「回復ムード」演出する中国悩ます3つの経済難題
2023年7〜9月期GDPの発表と同じ10月18日午前に「第3回一帯一路国際フォーラム」で基調演説する習近平国家主席(写真:Bloomberg)
「われわれは5%前後の成長という目標の実現にはとても自信を持っている」
2023年10月18日の午前10時(北京時間)、中国政府は7〜9月期の実質経済成長率が前年同期比で4.9%だったと発表した。北京の中心部、西長安街にある政府記者会見室で日本メディアの特派員から、「2023年通年で5%という目標は達成できるのか」と問われた国家統計局の報道官は胸を張って答えた。
晴れ舞台を迎える習近平主席の露払い
中国の官僚であれば、誰であってもそう答えざるを得ない。ほぼ同じタイミングで習近平国家主席が、記者会見室から目と鼻の先にある人民大会堂で晴れ舞台に立つことになっていたからだ。習近平主席自らの肝煎りである巨大経済圏構想「一帯一路」に関する国際会議の基調演説だ。
ロシアのプーチン大統領をはじめ、140カ国超の4000人以上が参加する一大イベントである。「一帯一路」提唱から10年の節目として満を持して臨むスピーチに、経済の先行きを悲観する報道で水を差すわけにはいかない。報道官は中国経済にかかる暗雲を吹き飛ばすべく、「目標必達」をアピールして国家統計局への期待に応えた。
「2023年1〜9月の実質成長率は前年同期比で5.2%に達しており、10〜12月期の成長率が4.4%あれば『5.0%前後』という目標を実現できる」というのが報道官の説明だ。7〜9月期の成長率は前期比でみると1.3%で、4〜6月期の0.5%から加速している。
これは、大方の想定を上回る高い着地である。中国内外の調査機関によるコンセンサス予想は4%台半ばだった。国際通貨基金(IMF)は10月10日に2023年の中国の成長率予想を、それまでの5.2%から5.0%に下方修正したばかりだ。
確かに足もとでは景気の好転を示す指標がいくつか出ていた。国家統計局が発表する製造業購買担当者指数(PMI)は、中国の景気の先行指標として注目される。この指標は9月には50.2となり、好況・不況の境目となる50を6カ月ぶりに上回った。
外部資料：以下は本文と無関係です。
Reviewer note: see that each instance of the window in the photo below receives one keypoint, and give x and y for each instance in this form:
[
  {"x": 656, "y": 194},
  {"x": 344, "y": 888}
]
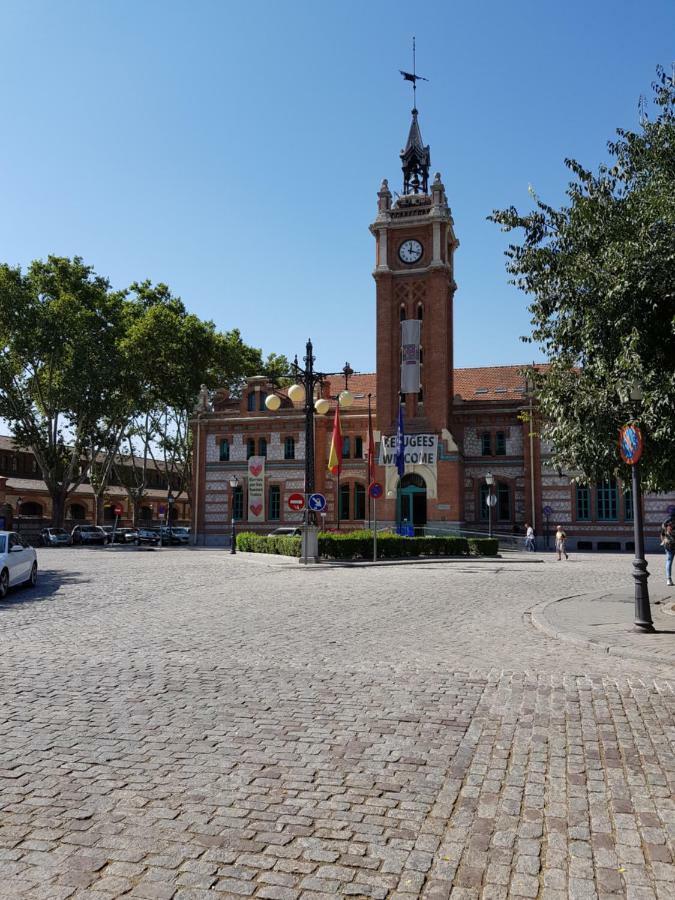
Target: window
[
  {"x": 238, "y": 502},
  {"x": 606, "y": 492},
  {"x": 274, "y": 503},
  {"x": 503, "y": 502},
  {"x": 359, "y": 501},
  {"x": 583, "y": 502},
  {"x": 344, "y": 501},
  {"x": 483, "y": 512}
]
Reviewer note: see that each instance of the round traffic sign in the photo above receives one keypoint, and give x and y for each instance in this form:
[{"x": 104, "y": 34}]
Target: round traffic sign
[
  {"x": 631, "y": 443},
  {"x": 316, "y": 502},
  {"x": 296, "y": 502}
]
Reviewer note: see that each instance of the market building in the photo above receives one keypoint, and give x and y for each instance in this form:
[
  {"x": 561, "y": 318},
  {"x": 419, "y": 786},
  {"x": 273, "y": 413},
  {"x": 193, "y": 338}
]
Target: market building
[{"x": 468, "y": 437}]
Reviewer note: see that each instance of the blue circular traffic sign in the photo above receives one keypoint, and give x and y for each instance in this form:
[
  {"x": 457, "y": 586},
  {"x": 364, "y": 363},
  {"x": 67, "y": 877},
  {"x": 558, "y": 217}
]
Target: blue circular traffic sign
[{"x": 316, "y": 502}]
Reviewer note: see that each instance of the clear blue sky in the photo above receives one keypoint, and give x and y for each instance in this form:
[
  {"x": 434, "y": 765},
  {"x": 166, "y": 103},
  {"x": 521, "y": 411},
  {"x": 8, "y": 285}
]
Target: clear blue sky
[{"x": 234, "y": 150}]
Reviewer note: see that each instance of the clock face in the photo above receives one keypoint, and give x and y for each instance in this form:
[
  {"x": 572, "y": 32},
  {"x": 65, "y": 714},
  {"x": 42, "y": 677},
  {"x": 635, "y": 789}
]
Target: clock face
[{"x": 410, "y": 251}]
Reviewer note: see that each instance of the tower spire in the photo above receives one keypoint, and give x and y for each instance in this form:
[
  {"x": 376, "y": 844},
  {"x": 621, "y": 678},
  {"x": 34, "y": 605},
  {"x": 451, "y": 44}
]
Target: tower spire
[{"x": 415, "y": 158}]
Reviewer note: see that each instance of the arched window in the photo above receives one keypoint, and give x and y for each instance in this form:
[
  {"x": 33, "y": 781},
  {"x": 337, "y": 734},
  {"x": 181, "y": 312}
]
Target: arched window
[
  {"x": 359, "y": 501},
  {"x": 344, "y": 501},
  {"x": 503, "y": 502},
  {"x": 238, "y": 502},
  {"x": 274, "y": 504},
  {"x": 30, "y": 508}
]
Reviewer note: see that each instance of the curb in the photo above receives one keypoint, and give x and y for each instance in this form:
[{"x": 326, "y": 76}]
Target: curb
[{"x": 537, "y": 618}]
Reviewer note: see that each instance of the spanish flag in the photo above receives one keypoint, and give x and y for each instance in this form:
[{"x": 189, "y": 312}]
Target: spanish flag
[{"x": 335, "y": 456}]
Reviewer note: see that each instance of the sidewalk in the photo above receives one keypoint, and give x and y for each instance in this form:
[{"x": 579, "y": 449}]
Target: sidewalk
[{"x": 604, "y": 622}]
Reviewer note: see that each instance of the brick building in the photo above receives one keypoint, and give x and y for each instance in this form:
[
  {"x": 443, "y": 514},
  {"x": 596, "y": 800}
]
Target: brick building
[
  {"x": 460, "y": 424},
  {"x": 20, "y": 480}
]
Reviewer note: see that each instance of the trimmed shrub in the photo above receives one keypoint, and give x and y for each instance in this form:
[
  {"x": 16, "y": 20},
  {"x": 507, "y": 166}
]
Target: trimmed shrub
[
  {"x": 281, "y": 545},
  {"x": 359, "y": 545}
]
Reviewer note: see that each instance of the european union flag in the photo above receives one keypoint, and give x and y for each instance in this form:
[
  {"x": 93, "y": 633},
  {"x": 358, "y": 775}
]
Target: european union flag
[{"x": 399, "y": 446}]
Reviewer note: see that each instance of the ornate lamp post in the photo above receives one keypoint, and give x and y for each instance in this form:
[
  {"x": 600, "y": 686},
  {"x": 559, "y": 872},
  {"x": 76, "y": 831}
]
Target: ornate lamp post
[
  {"x": 489, "y": 480},
  {"x": 234, "y": 484},
  {"x": 307, "y": 380},
  {"x": 630, "y": 444}
]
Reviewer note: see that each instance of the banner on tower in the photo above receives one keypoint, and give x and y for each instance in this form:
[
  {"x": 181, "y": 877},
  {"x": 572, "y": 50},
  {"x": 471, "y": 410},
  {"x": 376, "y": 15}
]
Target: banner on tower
[{"x": 410, "y": 356}]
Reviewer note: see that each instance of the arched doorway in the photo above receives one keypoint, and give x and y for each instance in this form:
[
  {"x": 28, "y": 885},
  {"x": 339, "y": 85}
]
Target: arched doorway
[{"x": 412, "y": 501}]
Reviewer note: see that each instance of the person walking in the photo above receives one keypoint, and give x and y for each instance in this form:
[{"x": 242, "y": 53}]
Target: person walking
[
  {"x": 529, "y": 538},
  {"x": 561, "y": 542},
  {"x": 668, "y": 544}
]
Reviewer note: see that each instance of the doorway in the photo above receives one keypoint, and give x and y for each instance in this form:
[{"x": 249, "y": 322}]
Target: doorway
[{"x": 412, "y": 503}]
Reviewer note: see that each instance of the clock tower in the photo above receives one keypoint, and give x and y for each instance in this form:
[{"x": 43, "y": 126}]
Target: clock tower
[{"x": 415, "y": 245}]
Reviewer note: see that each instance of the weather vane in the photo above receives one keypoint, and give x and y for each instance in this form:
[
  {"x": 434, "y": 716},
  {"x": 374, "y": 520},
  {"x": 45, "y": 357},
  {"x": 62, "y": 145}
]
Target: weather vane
[{"x": 414, "y": 77}]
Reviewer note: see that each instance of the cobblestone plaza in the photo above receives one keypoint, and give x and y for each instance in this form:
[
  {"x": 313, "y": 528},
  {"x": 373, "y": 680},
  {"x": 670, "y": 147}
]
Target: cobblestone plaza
[{"x": 188, "y": 724}]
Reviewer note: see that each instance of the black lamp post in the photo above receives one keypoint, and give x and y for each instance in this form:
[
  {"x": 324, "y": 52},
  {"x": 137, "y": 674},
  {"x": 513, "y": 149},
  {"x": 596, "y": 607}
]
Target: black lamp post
[
  {"x": 489, "y": 480},
  {"x": 234, "y": 484},
  {"x": 643, "y": 613}
]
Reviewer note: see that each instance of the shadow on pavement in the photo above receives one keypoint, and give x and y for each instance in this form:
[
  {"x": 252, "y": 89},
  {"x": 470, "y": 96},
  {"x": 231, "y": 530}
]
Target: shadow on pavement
[{"x": 49, "y": 581}]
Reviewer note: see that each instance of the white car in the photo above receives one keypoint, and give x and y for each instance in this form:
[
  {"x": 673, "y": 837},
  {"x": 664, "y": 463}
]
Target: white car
[{"x": 18, "y": 562}]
自動車や電気機械などの業況が好転しているという。
自動車については電気自動車(EV)、プラグイン・ハイブリッド車の好調と輸出の増加によって、9月には月間の販売台数が過去最高の261万台にまで拡大した。
なお残る3つの難題
ただ中国経済が底打ちして、このまま成長軌道に戻るかといえば、そこまで楽観はできない。解決すべき難題が少なくとも3つある。
第1は、中国経済の柱である不動産業界の低迷だ。中国恒大集団や碧桂園など民営の不動産デベロッパーの経営不安が長期化し、業者による新規投資も消費者の購買意欲も衰えたままだ。
1〜9月の不動産販売は金額で4.6%減、面積で7.5%減と落ち込みを続けている。これを反映して不動産開発投資額は前年同期比で9.1%も減り、マイナス幅は7カ月連続で拡大した。
第2に、中国では経済成長のエンジンである投資が振るわないことだ。1-9月の固定資産投資は前年同期比3.1%減で、7カ月連続でマイナスとなっている。民間投資は同0.6%減だ。政府の意向を反映したインフラ投資や国有企業による投資に比べ、民営企業による投資が決定的に出遅れている。
習近平政権は今年に入って民営企業支援の政策を続々と打ち出しているが、企業の心理は委縮したままだ。国家統計局の報道官は会見で「3分の1以上を占める不動産投資を除けば、民間投資は9.1%のプラスだ」と説明したが、それほど民間不動産企業の投資は落ち込んでいるということだ。
経済が低空飛行を続けるリスク
第3に、消費の回復が鈍いことだ。消費動向を示す社会消費小売総額は2023年1〜9月累計で前年同期比6.8%増だが、1〜6月の8.2%増より鈍化した。1〜9月累計で18.7%も伸びた飲食のほか食料品、アパレルなどが改善しているが、家電や通信機器などが振るわない。
裾野が広い不動産業界の不振は、投資にも消費にも大きく影響している。中国政府は時間をかけて不動産デベロッパーの債務再編を進める、ソフトランディング作戦を図っている。GDPの3割を不動産関連が占めるという中国経済の特性上やむをえない選択だが、それだけ中国経済が低空飛行を続けるリスクは高まる。
IMFは最新の予測で、中国の2024年の成長率をそれまでの4.5%から4.2%に引き下げた。2023年の成長率目標を達成できたとしても、なお苦難の道のりは続きそうだ。企業の投資、そして市民の消費を喚起する大きな方向転換が求められている。